How should the disposition of stockpiled enriched uranium material be handled in these negotiations?
Moniz explains that Iran's enrichment to 60% is critically dangerous — 60% enriched uranium is adequate to make a bomb, just needing slightly more material than weapons-grade 90%. He says resolving the 60% enriched uranium is the absolute first order of business: locate it, assess its condition and risk, and eliminate the risk by having IAEA inspectors oversee dilution of that material back to very low enrichment levels.

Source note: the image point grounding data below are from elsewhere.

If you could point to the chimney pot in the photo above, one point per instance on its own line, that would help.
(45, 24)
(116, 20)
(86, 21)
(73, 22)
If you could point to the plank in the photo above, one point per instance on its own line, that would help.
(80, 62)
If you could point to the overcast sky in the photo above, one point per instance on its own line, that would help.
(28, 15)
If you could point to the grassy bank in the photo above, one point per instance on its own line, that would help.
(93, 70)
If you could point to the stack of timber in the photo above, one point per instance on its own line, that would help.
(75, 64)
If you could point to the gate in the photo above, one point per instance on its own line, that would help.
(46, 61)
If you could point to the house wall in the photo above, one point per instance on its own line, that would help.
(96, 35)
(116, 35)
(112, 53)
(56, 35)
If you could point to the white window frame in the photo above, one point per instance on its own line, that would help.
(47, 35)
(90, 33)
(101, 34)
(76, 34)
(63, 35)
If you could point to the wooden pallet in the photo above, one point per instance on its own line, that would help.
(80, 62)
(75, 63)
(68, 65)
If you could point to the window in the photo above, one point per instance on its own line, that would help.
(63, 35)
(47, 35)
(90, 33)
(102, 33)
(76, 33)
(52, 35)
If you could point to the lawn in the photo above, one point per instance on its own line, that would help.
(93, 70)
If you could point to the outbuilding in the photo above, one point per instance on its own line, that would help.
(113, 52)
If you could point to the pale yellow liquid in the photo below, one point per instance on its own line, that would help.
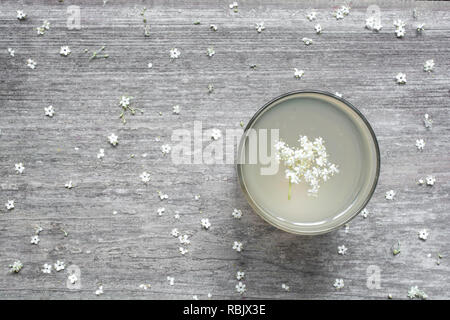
(349, 144)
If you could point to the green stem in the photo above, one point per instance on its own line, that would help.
(290, 189)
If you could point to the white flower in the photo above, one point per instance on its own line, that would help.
(47, 268)
(161, 211)
(307, 41)
(165, 148)
(430, 180)
(427, 121)
(16, 266)
(260, 27)
(35, 240)
(175, 233)
(318, 28)
(205, 223)
(144, 286)
(124, 101)
(415, 292)
(298, 73)
(162, 196)
(237, 214)
(59, 265)
(19, 167)
(174, 53)
(428, 65)
(338, 283)
(423, 234)
(373, 23)
(9, 205)
(311, 15)
(21, 15)
(99, 291)
(73, 278)
(240, 288)
(184, 239)
(390, 195)
(400, 32)
(365, 213)
(69, 185)
(216, 134)
(401, 78)
(420, 27)
(237, 246)
(420, 144)
(113, 139)
(31, 63)
(145, 177)
(210, 52)
(49, 111)
(101, 153)
(233, 5)
(342, 250)
(64, 51)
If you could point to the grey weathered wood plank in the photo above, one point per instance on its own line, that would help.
(134, 246)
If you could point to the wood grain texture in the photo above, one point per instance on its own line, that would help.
(135, 246)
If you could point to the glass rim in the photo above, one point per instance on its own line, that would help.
(254, 205)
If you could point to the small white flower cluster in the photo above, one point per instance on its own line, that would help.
(374, 23)
(390, 195)
(338, 283)
(341, 12)
(260, 27)
(401, 78)
(307, 41)
(400, 30)
(19, 167)
(342, 250)
(42, 29)
(174, 53)
(309, 162)
(31, 64)
(298, 73)
(145, 177)
(415, 292)
(16, 266)
(205, 223)
(428, 65)
(49, 111)
(430, 180)
(65, 51)
(423, 234)
(420, 144)
(237, 245)
(21, 15)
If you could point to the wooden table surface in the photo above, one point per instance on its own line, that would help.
(115, 237)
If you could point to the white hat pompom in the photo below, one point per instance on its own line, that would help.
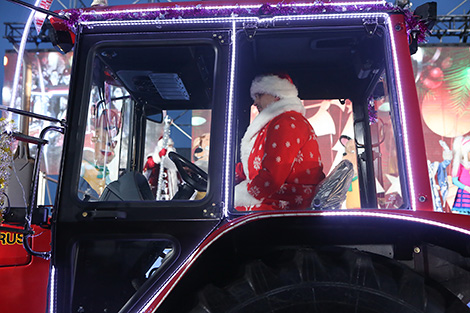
(275, 85)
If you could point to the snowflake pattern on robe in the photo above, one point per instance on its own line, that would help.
(283, 168)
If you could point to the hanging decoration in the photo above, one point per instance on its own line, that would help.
(76, 16)
(6, 159)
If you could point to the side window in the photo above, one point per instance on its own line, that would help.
(187, 133)
(148, 124)
(384, 149)
(105, 150)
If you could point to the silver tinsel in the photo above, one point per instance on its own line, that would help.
(6, 158)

Are you confident that the right people are negotiating for the American side — with Vance, Witkoff, and Kushner leading — to see through the necessary verification measures?
Moniz says it depends on how the negotiators use technical people from places like the Department of Energy National Laboratories. He describes how in 2015 he leveraged lab scientists heavily, using the time difference between Switzerland and California. His advantage as a trained physicist was knowing which questions to ask, making negotiations more efficient. He suggests the current team needs to be skillful at using available US technical assets.